Il Vaticano prepara un incontro privato di Leone XIV con le vittime di abusi durante il suo viaggio in Spagna

Il Vaticano prepara un incontro privato di Leone XIV con le vittime di abusi durante il suo viaggio in Spagna

Il Vaticano starebbe preparando un incontro privato tra papa Leone XIV e vittime di abusi commessi nell’ambito ecclesiale durante la prossima visita del Pontefice in Spagna. Secondo quanto confermato da fonti dell’Arcivescovado di Madrid a Europa Press, l’incontro si sta organizzando “con intensità” e potrebbe tenersi nella sede della Nunziatura Apostolica a Madrid.

L’incontro avrebbe luogo presumibilmente domenica 7 o lunedì 8 giugno e farebbe parte degli incontri privati che il Papa suole tenere durante i suoi viaggi apostolici e che di solito non appaiono previamente riflessi nell’agenda ufficiale della Santa Sede.

Un incontro discreto impulsato da Madrid

Secondo le informazioni pubblicate, l’incontro è in preparazione da settimane da parte dell’Arcivescovado di Madrid e non includerebbe solo vittime di abusi sessuali commessi da membri del clero, ma anche persone legate ai cosiddetti “abusi di coscienza”.

La possibilità di questo incontro era già stata accennata dal cardinale José Cobo durante la presentazione dell’agenda del viaggio papale. L’arcivescovo di Madrid ha spiegato che esistevano “altri tipi di incontri” ancora non chiusi pubblicamente e ha ricordato che questo tipo di appuntamenti privati di solito diventano pubblici solo dopo essere stati celebrati.

“Senza dubbio ha un elenco e il Papa lo ha anche richiesto, di possibili incontri privati”, ha dichiarato Cobo.

Argüello parla di “dolore e responsabilità speciale”

Il presidente della Conferenza Episcopale Spagnola, monsignor Luis Argüello, si è riferito anche martedì alla possibilità dell’incontro e ha riconosciuto che nella Chiesa esiste “un dolore e una responsabilità speciale” di fronte agli abusi commessi nell’ambito ecclesiale.

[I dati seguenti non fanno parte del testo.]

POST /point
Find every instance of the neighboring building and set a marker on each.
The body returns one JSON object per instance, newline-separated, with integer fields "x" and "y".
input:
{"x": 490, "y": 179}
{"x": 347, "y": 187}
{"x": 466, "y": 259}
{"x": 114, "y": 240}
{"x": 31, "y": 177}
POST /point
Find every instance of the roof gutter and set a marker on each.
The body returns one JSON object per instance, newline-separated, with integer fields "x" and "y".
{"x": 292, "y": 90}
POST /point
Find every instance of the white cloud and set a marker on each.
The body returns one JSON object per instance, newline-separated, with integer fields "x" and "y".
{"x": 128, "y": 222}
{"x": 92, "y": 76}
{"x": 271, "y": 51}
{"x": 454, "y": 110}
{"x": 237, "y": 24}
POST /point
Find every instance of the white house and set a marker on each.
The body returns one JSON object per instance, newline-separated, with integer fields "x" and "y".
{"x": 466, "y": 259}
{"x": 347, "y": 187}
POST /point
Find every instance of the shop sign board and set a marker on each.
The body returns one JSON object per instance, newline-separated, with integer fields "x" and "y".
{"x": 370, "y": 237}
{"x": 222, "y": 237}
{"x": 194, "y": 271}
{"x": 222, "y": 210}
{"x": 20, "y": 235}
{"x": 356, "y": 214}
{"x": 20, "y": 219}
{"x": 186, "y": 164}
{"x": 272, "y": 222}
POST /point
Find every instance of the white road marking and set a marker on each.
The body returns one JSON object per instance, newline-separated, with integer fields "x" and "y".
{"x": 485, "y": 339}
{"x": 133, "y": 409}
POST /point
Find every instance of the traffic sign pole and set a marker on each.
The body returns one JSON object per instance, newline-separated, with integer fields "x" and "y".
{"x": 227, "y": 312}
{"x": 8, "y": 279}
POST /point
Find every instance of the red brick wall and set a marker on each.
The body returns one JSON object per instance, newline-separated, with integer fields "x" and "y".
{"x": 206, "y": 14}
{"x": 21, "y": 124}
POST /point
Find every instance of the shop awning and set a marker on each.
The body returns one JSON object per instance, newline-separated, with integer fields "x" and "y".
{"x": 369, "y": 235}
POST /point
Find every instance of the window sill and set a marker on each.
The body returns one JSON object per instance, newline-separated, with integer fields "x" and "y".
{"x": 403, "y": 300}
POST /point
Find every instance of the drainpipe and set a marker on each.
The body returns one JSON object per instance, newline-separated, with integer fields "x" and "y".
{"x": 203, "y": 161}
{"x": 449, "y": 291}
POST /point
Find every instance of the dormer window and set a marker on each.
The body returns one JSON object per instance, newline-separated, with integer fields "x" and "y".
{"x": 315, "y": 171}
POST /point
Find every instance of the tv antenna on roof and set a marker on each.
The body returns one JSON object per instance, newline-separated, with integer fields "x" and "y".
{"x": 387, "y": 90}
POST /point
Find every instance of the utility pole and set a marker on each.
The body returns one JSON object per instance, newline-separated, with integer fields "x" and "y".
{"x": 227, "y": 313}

“È una possibilità”, ha affermato Argüello, insistendo sul fatto che questo tipo di riunioni di solito si conoscono successivamente e non prima di essere celebrate.

Il presidente della CEE ha difeso inoltre i passi compiuti dalla Chiesa negli ultimi anni, sebbene abbia ammesso che “non sono mai sufficienti” di fronte al “dolore scandaloso provocato da questo tema”.

Al contempo, Argüello ha rivendicato che non esistano “vittime di prima e vittime di seconda”, in riferimento ad altri ambiti sociali in cui si verificano anche abusi e che, secondo alcuni settori ecclesiali, ricevono un’attenzione pubblica disuguale.

Leone XIV e la questione degli abusi

Dall’inizio del suo pontificato, Leone XIV ha mantenuto la linea segnata dai suoi predecessori riguardo alla necessità di ascoltare le vittime e rafforzare la lotta contro gli abusi all’interno della Chiesa.

Gli incontri privati con le vittime durante i viaggi apostolici sono diventati una pratica abituale nei pontificati recenti, sebbene la Santa Sede suole gestire questi appuntamenti con la massima discrezione.

In caso di conferma definitiva dell’incontro a Madrid, si tratterebbe di uno dei gesti più delicati e simbolici del viaggio del Papa in Spagna.